Appendix 1: Guidelines for assigning levels of innovation

Level 1: Standard solution:

· 32% of the solutions overall patents are a level one.

· Usually, it takes less than 10 trials to find the right solution.

· The solution resides within the discipline of engineer. It is a narrow extension or improvement of an existing system, which is not substantially changed

· It has no influence (or consequence) on science.

· EX: Use of a special lubricant in the spin box. The solution already exists somewhere else. It is not new. It is not innovative, but it helped the process to run better.

Level 2: Change of a system

· 45% of type of solution

· It takes less than 100 trials to be successful.

· The solution requires trade off studies. There are some improvement but with a compromise. The existing system is slightly changed including new features that lead to definite improvements.

· EX: Geometry of the rotor. It is an engineering type of solution, which improved the overall spinning efficiency. There are still some compromises but it is better than the old design.

Level 3: Innovation

· 18% of the patents, several hundreds of trials.

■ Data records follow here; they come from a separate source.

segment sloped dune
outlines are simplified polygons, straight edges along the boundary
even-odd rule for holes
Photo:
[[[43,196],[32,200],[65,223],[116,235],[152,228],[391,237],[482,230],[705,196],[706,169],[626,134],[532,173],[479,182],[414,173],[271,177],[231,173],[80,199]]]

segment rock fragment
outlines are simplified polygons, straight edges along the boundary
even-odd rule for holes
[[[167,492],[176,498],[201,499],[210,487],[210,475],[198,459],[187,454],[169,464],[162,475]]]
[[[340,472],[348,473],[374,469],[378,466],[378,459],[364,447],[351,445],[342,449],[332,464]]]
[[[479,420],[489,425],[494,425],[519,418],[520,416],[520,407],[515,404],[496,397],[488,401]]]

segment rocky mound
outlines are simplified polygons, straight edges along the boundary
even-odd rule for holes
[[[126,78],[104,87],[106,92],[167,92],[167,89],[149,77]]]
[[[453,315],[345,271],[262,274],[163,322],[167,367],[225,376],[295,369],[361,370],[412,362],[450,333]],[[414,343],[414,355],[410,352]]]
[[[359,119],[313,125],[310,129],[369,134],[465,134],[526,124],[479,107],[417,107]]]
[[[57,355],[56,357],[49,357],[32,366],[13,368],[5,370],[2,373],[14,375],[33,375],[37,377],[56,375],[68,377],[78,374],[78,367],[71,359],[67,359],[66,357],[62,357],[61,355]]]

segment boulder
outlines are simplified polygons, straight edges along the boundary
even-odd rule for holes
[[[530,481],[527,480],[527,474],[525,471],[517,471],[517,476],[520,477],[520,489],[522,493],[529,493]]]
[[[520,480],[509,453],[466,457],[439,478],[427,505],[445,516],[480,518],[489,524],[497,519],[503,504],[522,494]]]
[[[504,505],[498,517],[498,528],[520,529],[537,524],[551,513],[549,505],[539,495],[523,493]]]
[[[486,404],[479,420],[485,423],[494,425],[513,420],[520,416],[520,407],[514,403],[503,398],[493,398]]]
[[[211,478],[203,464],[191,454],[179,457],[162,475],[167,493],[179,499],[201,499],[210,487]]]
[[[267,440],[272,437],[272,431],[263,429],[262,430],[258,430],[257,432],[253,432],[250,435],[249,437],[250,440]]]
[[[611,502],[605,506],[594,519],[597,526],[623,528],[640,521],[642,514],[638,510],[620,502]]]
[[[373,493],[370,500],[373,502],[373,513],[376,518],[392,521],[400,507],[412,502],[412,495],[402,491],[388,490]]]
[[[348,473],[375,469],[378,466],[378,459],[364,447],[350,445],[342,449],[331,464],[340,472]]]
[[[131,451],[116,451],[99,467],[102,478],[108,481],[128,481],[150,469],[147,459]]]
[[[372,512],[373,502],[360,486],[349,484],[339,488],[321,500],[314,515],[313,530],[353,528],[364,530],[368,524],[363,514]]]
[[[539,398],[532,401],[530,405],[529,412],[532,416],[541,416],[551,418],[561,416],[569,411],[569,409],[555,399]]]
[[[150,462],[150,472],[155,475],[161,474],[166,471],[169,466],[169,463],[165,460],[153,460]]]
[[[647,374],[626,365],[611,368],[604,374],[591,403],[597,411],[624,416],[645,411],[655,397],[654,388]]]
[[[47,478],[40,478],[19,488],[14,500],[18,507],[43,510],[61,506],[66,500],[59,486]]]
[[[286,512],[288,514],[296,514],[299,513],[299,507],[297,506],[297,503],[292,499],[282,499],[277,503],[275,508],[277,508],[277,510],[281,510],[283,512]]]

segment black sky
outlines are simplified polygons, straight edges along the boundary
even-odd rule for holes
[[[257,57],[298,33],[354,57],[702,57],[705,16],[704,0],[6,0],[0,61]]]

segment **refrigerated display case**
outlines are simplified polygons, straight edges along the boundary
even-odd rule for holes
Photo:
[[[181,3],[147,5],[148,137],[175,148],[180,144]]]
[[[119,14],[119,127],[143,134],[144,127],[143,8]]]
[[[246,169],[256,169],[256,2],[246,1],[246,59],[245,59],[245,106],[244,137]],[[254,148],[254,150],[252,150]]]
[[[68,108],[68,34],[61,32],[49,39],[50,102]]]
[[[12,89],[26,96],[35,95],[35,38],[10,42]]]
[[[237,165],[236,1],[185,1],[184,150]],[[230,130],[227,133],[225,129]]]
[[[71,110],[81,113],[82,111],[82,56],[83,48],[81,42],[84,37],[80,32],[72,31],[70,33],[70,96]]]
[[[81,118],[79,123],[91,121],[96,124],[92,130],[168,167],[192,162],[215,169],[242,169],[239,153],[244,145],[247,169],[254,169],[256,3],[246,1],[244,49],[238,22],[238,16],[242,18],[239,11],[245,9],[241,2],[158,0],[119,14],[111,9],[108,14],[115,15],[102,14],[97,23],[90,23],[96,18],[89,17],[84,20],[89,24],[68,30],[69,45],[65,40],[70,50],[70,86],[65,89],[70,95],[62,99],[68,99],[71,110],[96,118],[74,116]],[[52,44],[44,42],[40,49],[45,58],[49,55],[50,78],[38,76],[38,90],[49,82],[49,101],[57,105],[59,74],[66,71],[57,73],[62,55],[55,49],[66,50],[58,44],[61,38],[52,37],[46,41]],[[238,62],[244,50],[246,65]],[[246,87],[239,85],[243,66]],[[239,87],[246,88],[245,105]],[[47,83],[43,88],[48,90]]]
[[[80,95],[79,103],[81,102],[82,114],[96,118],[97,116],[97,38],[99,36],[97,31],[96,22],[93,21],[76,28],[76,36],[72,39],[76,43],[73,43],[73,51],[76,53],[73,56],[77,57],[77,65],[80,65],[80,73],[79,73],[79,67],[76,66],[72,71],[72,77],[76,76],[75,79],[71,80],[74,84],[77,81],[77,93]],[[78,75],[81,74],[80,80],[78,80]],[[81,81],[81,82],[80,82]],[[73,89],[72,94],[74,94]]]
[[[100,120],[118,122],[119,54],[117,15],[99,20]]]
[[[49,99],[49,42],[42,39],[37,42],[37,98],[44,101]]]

· The solution is outside the box, in another field of engineering. An inventive contradiction is resolved within the existing system, often through the introduction of some entirely new element.

· EX: To improve rotor lifetime, it was found that it could be coated with a thin layer of diamond. There was a need to know about material science to solve this problem. It required a special knowledge to find it.

Level 4: Invention

· 3.7% of the patents, several thousands of trials before success.

· The solution is found in science, not in technology, among rarely used physical or chemical phenomena.

· EX: Yarn packages are traditionally dyed in water-bathes. Dying them with super critical CO2 fluid is an invention. In this case, the water is not the medium to carry the dye. It is replaced with CO2 fluid, which is not commonly used due to the high-pressure requirements to convert CO2 gas to CO2 liquid. This is a new scientific application to solve an existing problem in the field of textile.

Level 5: Discovery

· 0.3% of the patents in the world.

· The solution is based on a recently discovered phenomenon.

· It is unique. It will greatly influence science and will have thousands of other patents after it.